Embarrassed and guilt-ridden, Pookie makes an epic flight to the North Pole, Winter’s home, to beg him to come back. The tiny figure of an exhausted rabbit on a snowy glacier is confronted by the Giant Winter. The full-page illustration – Winter a fearsome, ice-faced giant with frozen fingers and icicles hanging from his nose – was so scary to me that I kept it under my pillow to take out and look at in the night until fear drove me back under the bed covers.

Winter explains to the chastened Pookie how nature needs seasons, how the old must be replaced, and everything stripped and cleansed for renewal. And – this harsh lesson I took to heart – how it was only the lazy animals who burrowed in places that flood, or nested on branches that were rotten, or stored no nuts for winter, who fell foul of the storm. Prudent creatures made provision. Prodigal creatures had been taught a lesson. Winter takes Pookie in his cupped, icy hands and flies him back safely to the forest and to Belinda, before beginning his cruel but necessary work.
Did this story teach me the Tory fundamentals? Or did it simply trigger in me an understanding that was already there? Impossible to say, but in the life of the little boy I was, my mother and father were my moon and sun, and my effervescent mother, warm and loving, would hear no ill of anyone and taught me that everything is beautiful and everyone is good, and all you need is love.

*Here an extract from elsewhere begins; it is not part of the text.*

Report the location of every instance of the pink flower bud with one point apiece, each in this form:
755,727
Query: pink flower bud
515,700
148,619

My father, a quiet man, taught me (by example; he never moralised) the importance of reason and scepticism. And in this war of outlooks I always hesitated, nagged by the suspicion that there was something dishonest in Mum’s outlook yet loving her best. Pookie Puts the World Right tipped me Dad’s way, and there I remain with an irreducible core of slightly harsh conservatism.
George Orwell’s Animal Farm confirmed it. I was about nine, and lonely in a one-term summer school in the Vumba mountains in (then) Rhodesia. Vumba Heights had only one bookshelf, and I read everything on it, including this small novel that seemed to be about animals – and I loved animals. Knowing nothing about communism, or Stalin, Lenin or Trotsky, I wouldn’t even have known what the word ‘allegory’ meant.

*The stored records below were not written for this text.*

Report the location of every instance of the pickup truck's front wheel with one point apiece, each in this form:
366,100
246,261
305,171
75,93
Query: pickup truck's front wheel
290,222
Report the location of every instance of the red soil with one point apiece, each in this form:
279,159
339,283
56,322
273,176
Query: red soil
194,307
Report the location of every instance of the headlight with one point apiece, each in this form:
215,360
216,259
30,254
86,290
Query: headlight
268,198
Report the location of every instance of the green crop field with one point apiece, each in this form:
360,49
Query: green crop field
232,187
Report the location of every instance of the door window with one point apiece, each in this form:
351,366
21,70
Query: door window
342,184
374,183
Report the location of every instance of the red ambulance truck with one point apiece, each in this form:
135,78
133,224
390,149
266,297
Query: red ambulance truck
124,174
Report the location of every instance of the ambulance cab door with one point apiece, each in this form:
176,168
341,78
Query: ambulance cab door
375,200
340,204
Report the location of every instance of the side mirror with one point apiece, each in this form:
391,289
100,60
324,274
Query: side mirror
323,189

But almost from the first chapter I could see the revolution wasn’t going to work. The animals couldn’t possibly all be equal. Discipline and organisation was called for. There needed to be incentives: carrot and stick. Somebody had to get a grip, so I supported the pigs from the start. Only later, looking back, did it become clear to me that my Toryism, if not born from a boyhood reading of Animal Farm, was confirmed in the imagination of a nine-year-old.
There has been a steady stream of learned and densely written books about the meaning of conservatism. They leave one none the wiser. Should you, for your Christmas reading, wish to bone up on this still-mysterious political force, let me suggest two sessions of extremely easy reading: Animal Farm and Pookie Puts the World Right.